Finite Size
The term "corpus" also implies a body of text of finite size, for example, 1,000,000 words. This is not universally so - for example, at Birmingham University, John Sinclair's COBUILD team have been engaged in the construction and analysis of a monitor corpus. This "collection of texts" as Sinclair's team prefer to call them, is an open-ended entity - texts are constantly being added to it, so it gets bigger and bigger. Monitor corpora are of interest to lexicographers who can trawl a stream of new texts looking for the occurence of new words, or for changing meanings of old words. Their main advantages are:
- They are not static - new texts can always be added, unlike the synchronic "snapshot" provided by finite corpora.
- Their scope - they provide for a large and broad sample of language.
Their main disadvantage is:
- They are not such a reliable source of quantitative data (as opposed to qualitative data) because they are constantly changing in size and are less rigourously sampled than finite corpora.
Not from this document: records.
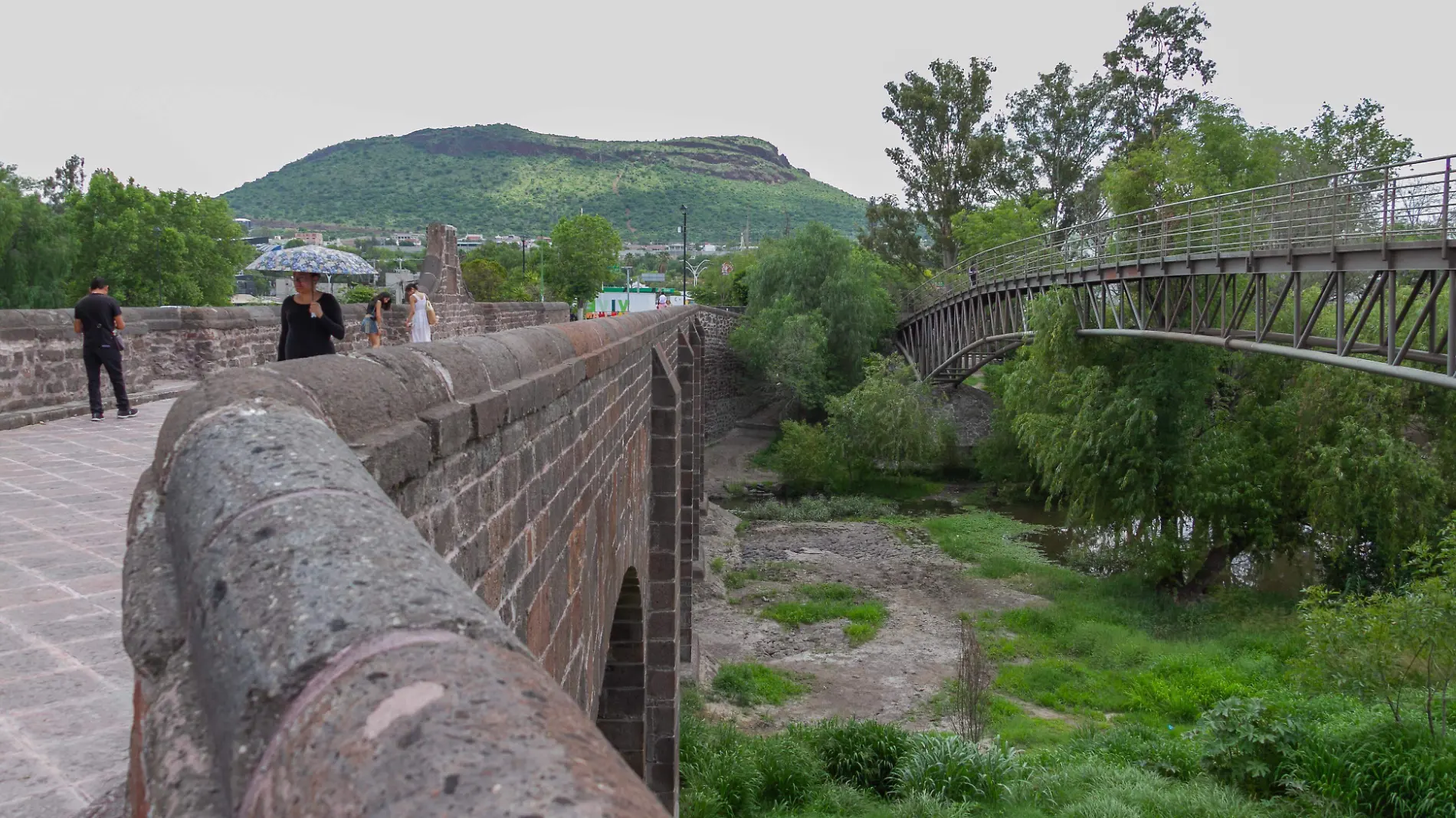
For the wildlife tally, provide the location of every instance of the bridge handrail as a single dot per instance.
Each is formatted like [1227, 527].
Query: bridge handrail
[1402, 201]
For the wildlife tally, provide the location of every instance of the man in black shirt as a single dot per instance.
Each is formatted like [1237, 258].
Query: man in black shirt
[98, 321]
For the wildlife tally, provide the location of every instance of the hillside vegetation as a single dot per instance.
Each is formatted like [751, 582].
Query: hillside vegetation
[506, 179]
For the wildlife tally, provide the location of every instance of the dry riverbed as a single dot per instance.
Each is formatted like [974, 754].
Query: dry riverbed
[893, 676]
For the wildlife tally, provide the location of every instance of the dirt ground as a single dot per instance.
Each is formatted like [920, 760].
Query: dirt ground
[730, 460]
[893, 676]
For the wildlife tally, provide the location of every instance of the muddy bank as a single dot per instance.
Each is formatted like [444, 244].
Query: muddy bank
[888, 677]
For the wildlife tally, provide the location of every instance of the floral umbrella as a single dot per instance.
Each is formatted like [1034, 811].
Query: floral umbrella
[312, 258]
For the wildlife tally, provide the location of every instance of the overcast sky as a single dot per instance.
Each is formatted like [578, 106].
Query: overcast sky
[205, 95]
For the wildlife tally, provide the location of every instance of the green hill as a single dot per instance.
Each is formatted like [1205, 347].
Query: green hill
[506, 179]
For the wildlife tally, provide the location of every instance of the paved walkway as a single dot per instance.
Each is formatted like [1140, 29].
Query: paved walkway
[64, 679]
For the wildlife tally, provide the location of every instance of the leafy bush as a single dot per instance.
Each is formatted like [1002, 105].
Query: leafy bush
[831, 600]
[808, 459]
[789, 771]
[720, 771]
[861, 753]
[954, 769]
[360, 294]
[1152, 748]
[893, 418]
[1247, 743]
[752, 683]
[1381, 769]
[820, 510]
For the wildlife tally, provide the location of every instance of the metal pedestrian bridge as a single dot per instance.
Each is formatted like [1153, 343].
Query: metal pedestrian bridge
[1352, 270]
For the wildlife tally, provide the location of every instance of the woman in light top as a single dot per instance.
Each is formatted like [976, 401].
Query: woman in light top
[418, 319]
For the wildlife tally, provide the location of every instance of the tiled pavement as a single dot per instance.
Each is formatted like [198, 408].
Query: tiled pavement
[64, 679]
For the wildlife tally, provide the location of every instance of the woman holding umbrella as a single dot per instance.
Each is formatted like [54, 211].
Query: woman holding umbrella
[310, 321]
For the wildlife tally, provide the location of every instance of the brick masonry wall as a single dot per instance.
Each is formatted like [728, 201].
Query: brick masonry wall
[464, 556]
[728, 392]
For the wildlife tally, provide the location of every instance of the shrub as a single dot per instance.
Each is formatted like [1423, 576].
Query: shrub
[752, 683]
[954, 769]
[718, 769]
[820, 510]
[808, 459]
[791, 772]
[1152, 748]
[1381, 769]
[360, 294]
[861, 753]
[1247, 744]
[923, 805]
[831, 600]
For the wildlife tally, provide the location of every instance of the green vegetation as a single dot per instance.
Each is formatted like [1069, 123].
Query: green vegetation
[759, 572]
[881, 428]
[752, 683]
[501, 178]
[152, 248]
[817, 306]
[818, 509]
[828, 601]
[584, 252]
[989, 540]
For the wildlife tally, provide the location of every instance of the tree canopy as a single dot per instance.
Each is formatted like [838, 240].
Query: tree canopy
[585, 250]
[817, 306]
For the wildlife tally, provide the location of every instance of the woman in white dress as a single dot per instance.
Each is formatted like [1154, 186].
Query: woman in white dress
[418, 318]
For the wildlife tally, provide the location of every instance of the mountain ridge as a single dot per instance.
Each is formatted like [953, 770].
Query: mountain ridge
[504, 178]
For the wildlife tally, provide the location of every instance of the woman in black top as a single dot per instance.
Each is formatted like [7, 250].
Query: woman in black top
[310, 321]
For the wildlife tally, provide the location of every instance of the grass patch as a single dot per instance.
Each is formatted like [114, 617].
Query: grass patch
[760, 572]
[818, 509]
[828, 601]
[989, 540]
[752, 683]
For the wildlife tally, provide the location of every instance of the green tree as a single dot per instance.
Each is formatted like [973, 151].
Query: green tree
[893, 234]
[1008, 220]
[1145, 70]
[890, 420]
[1218, 153]
[35, 247]
[1381, 646]
[838, 286]
[1062, 127]
[585, 249]
[1353, 139]
[166, 248]
[954, 158]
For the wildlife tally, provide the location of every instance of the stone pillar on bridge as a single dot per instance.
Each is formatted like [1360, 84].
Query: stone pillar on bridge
[663, 583]
[687, 525]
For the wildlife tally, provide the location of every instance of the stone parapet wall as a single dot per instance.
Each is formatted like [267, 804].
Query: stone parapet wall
[412, 580]
[41, 354]
[730, 394]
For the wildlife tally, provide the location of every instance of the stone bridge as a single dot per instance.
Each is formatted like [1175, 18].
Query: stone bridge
[448, 578]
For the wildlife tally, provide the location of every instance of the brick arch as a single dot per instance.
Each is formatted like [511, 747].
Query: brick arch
[621, 703]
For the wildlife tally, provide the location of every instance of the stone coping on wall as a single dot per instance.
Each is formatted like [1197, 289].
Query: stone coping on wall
[338, 664]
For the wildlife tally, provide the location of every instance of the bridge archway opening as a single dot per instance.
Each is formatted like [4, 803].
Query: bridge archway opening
[622, 702]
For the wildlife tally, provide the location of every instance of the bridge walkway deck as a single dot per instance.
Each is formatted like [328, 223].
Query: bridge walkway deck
[64, 677]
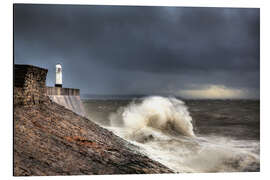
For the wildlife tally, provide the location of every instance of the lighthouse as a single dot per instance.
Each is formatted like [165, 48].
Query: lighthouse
[58, 75]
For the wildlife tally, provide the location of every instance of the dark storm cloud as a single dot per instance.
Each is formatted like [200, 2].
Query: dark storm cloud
[122, 50]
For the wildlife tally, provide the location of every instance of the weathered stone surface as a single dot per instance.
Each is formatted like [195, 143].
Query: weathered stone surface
[52, 140]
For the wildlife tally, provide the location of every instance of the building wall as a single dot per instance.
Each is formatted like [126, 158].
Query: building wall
[29, 85]
[62, 91]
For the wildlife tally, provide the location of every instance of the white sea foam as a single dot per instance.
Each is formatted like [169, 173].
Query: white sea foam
[162, 128]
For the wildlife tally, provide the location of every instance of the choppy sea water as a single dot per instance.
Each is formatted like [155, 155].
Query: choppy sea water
[190, 136]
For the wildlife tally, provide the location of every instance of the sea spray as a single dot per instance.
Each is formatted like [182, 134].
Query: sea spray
[162, 128]
[154, 115]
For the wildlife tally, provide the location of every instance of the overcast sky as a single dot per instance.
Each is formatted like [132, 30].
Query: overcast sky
[188, 52]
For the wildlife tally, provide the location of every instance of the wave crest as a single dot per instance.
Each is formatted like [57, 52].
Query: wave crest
[153, 115]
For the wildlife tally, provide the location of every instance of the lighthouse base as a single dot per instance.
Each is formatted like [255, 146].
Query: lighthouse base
[58, 85]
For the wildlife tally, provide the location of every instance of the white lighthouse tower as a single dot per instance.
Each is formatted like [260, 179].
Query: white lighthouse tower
[58, 75]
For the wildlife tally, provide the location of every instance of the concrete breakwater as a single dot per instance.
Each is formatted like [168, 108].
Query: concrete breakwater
[67, 97]
[50, 139]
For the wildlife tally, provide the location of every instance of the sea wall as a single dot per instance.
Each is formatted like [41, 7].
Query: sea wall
[70, 102]
[68, 97]
[51, 91]
[29, 85]
[30, 89]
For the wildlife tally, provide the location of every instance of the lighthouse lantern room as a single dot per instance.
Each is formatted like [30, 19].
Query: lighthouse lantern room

With the exception of monitor corpora, it should be noted that it is more often the case that a corpus consists of a finite number of words. Usually this figure is determined at the beginning of a corpus-building project. For example, the Brown Corpus contains 1,000,000 running words of text. Unlike the monitor corpus, when a corpus reaches its grand total of words, collection stops and the corpus is not increased in size. (An exception is the London-Lund corpus, which was increased in the mid-1970s to cover a wider variety of genres.)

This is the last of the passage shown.